Carth took a deep breath, trying to quell the sick nervousness in the pit of his stomach. She hadn't struck him down out of hand. He tried to take hope from that. "Maybe not, but I had to come. I love you," he said, rushing to get the words out before she stopped him, before he lost his courage. "Even now, even after all you've done. I love you like I haven't loved anyone or anything since my wife died. I have to believe there is still some good in you. That there's still some part of you I can reach. There's a part of you that believes in hope, and mercy. And love." He reached out, knowing the gesture was futile, knowing he had to try. "Please—"

And she wavered. She made an abortive gesture toward her lightsaber, but her hand dropped back to her side. He could see the doubt in her eyes as she looked at him. He was reaching her, just as he'd known he could. All the time they'd spent together on the Ebon Hawk hadn't been for nothing. She felt for him, loved him the way he loved her, the way he'd thought he'd never love anyone again. Her lips parted, as though she might speak—

"Carth." Revan stepped out of the shadows, where he must have been waiting for just this moment. His face was marked with the same darkness that infected Bastila, the taint of the Dark Side. "I knew I sensed your presence. I should have known you would find a way to meddle in this one last time."

Despite himself, Carth took a step back. "Don't interfere, Revan.
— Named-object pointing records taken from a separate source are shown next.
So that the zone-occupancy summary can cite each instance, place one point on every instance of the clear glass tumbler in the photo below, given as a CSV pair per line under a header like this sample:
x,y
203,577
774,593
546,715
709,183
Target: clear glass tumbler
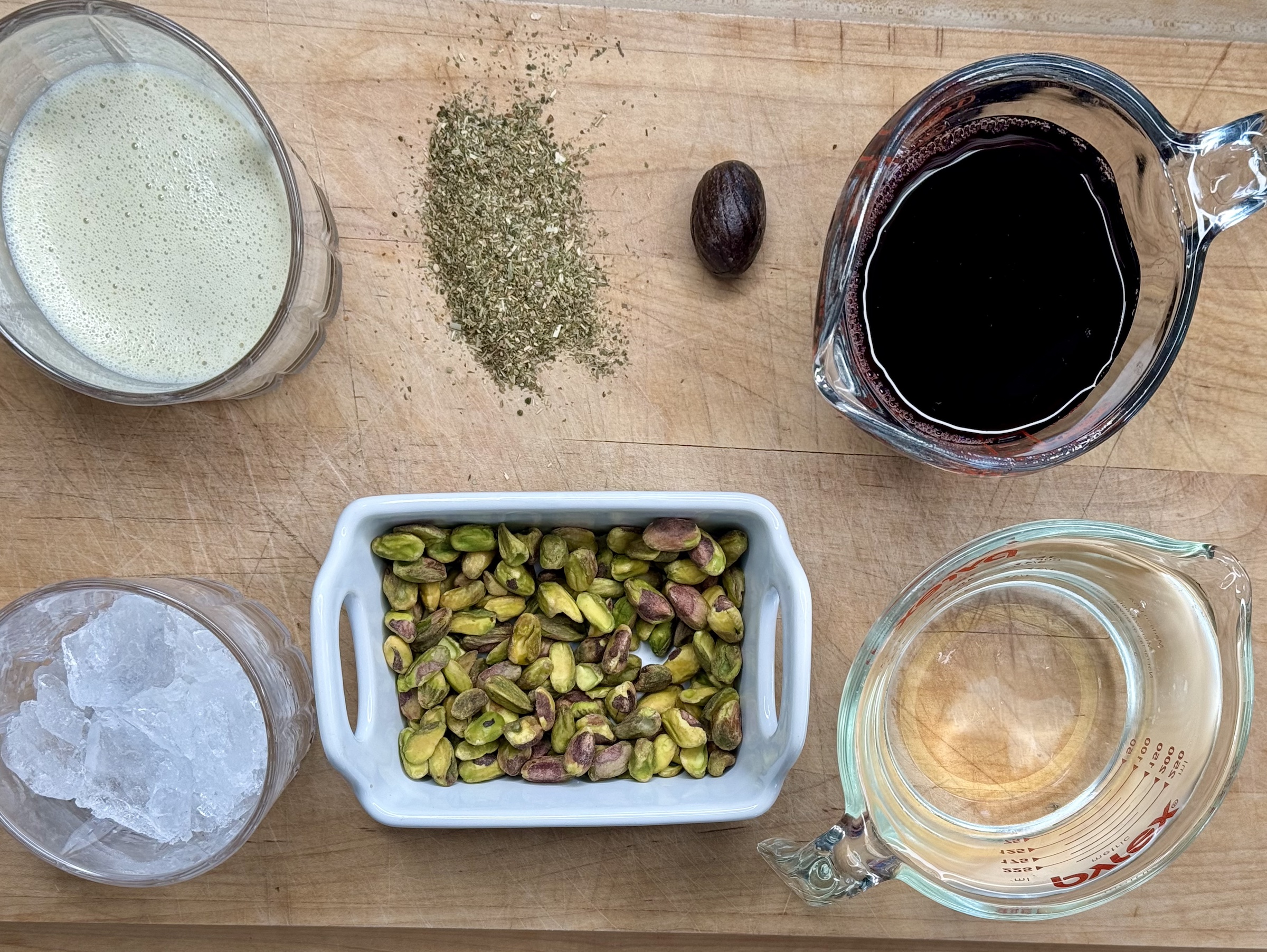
x,y
69,836
49,41
1177,191
1041,722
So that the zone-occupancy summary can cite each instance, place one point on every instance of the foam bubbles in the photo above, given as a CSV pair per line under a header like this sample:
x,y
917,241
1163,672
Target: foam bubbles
x,y
147,222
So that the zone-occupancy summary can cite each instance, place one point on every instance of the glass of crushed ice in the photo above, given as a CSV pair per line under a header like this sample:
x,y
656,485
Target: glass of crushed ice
x,y
147,725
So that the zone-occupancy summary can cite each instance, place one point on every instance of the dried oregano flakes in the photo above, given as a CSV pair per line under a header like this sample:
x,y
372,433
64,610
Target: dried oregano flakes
x,y
508,237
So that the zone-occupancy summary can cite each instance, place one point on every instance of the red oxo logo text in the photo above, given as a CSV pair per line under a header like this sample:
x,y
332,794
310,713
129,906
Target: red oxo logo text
x,y
1117,860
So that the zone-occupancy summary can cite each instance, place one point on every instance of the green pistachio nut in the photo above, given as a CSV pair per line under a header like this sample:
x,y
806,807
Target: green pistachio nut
x,y
442,553
398,547
469,705
685,573
660,702
428,534
640,723
466,597
563,674
442,765
596,612
660,639
672,535
733,582
458,678
685,728
725,621
563,731
666,753
606,588
727,661
734,544
525,640
558,630
409,703
473,538
720,761
480,769
473,621
554,599
625,567
611,761
402,595
506,607
698,696
688,604
553,553
695,761
580,755
618,651
588,677
476,564
620,538
397,654
682,664
544,708
648,603
727,725
621,702
402,624
485,728
653,678
516,580
524,732
420,570
577,537
581,569
535,675
545,770
708,556
511,547
706,648
506,693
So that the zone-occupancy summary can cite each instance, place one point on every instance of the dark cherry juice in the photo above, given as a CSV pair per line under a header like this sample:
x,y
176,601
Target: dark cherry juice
x,y
999,280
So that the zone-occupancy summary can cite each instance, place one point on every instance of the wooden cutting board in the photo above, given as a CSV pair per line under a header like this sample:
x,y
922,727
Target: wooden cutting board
x,y
717,395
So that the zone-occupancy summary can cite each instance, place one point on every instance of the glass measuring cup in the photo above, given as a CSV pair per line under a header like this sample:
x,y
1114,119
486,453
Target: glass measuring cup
x,y
1177,192
46,42
1041,722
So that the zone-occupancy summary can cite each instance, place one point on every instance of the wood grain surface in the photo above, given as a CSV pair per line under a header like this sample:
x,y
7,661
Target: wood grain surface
x,y
717,397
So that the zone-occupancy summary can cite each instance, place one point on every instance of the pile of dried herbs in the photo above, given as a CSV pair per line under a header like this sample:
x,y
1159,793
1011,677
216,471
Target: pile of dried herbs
x,y
508,236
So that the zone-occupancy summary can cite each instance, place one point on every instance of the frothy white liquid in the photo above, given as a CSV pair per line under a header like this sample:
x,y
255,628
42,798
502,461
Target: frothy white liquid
x,y
147,222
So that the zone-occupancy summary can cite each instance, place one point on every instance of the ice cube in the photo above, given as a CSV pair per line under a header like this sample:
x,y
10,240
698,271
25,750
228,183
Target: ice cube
x,y
135,782
56,711
119,652
46,764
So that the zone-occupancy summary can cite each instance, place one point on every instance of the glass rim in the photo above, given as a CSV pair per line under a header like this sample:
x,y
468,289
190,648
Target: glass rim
x,y
1133,106
1240,651
138,586
55,9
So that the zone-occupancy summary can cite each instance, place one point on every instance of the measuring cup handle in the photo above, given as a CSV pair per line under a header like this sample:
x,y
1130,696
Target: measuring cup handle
x,y
838,865
1226,173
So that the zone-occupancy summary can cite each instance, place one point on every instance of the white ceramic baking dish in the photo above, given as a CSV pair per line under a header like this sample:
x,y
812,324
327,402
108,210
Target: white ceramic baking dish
x,y
773,734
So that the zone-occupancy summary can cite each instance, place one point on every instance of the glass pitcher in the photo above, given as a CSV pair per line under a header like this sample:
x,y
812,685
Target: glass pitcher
x,y
1177,192
1041,722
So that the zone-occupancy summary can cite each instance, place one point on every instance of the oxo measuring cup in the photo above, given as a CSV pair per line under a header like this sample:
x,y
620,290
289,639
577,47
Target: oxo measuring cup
x,y
1039,723
1177,192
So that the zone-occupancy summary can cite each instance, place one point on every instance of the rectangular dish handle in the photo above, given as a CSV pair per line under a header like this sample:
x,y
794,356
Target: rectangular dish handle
x,y
789,725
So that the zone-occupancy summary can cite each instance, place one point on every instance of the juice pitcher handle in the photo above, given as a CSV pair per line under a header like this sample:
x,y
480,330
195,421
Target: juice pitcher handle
x,y
1226,170
840,864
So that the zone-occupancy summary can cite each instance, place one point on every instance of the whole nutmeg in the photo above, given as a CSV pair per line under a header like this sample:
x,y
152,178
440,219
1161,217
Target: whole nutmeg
x,y
727,218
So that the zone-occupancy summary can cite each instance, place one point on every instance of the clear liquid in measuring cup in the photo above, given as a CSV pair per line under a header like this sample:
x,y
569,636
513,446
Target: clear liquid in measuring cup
x,y
1041,728
999,281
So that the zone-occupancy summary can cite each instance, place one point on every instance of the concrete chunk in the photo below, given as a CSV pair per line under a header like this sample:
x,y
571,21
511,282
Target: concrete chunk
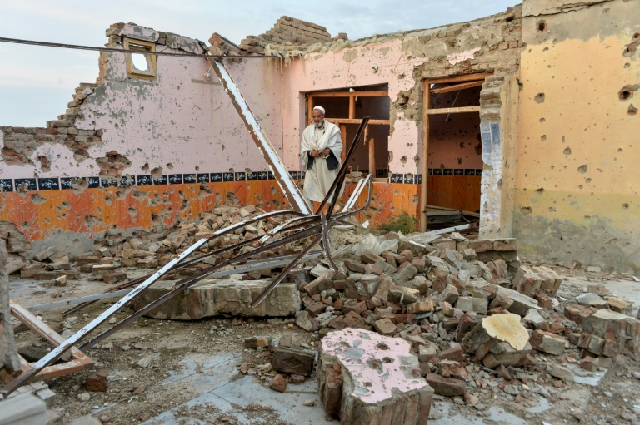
x,y
615,327
213,297
380,379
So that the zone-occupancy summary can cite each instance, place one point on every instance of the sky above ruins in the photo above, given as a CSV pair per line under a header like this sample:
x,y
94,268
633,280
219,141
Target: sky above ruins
x,y
37,82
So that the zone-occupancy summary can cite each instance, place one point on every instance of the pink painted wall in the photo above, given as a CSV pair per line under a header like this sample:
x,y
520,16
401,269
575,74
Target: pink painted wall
x,y
181,122
371,63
This is between me and Bastila." But the moment was gone; Bastila's expression hardened, her eyes going cold as Revan's aura swept over her.

Revan smiled, the calm, reasonable smile that had once won him accolades and adoration across the galaxy. The smile that Carth himself had trusted, often to his own regret. "No, Carth, it isn't. It is between the three of us, just as it's always been. But Bastila didn't choose you. Not before the Leviathan, not after, and not now."

Carth looked at Bastila. "Don't listen to him. Please, Bastila. I love you. We can still leave, there's still time. If you strike him down—"

"No!" She shook her head, stepped away from Carth, and he knew, with a pain so deep it didn't even hurt, that he had lost her irrevocably. "Together, Revan and I will rule the galaxy. It's...it's too late for us. I think it always was. There is nothing you can offer me that I want."

"Whereas I can offer her the galaxy." Revan smiled again, bent, and laid his lips against Bastila's temple. "Strike him down, Bastila," he murmured. "Where we are going, there is no room for him."

Carth closed his eyes and waited for the blow to fall.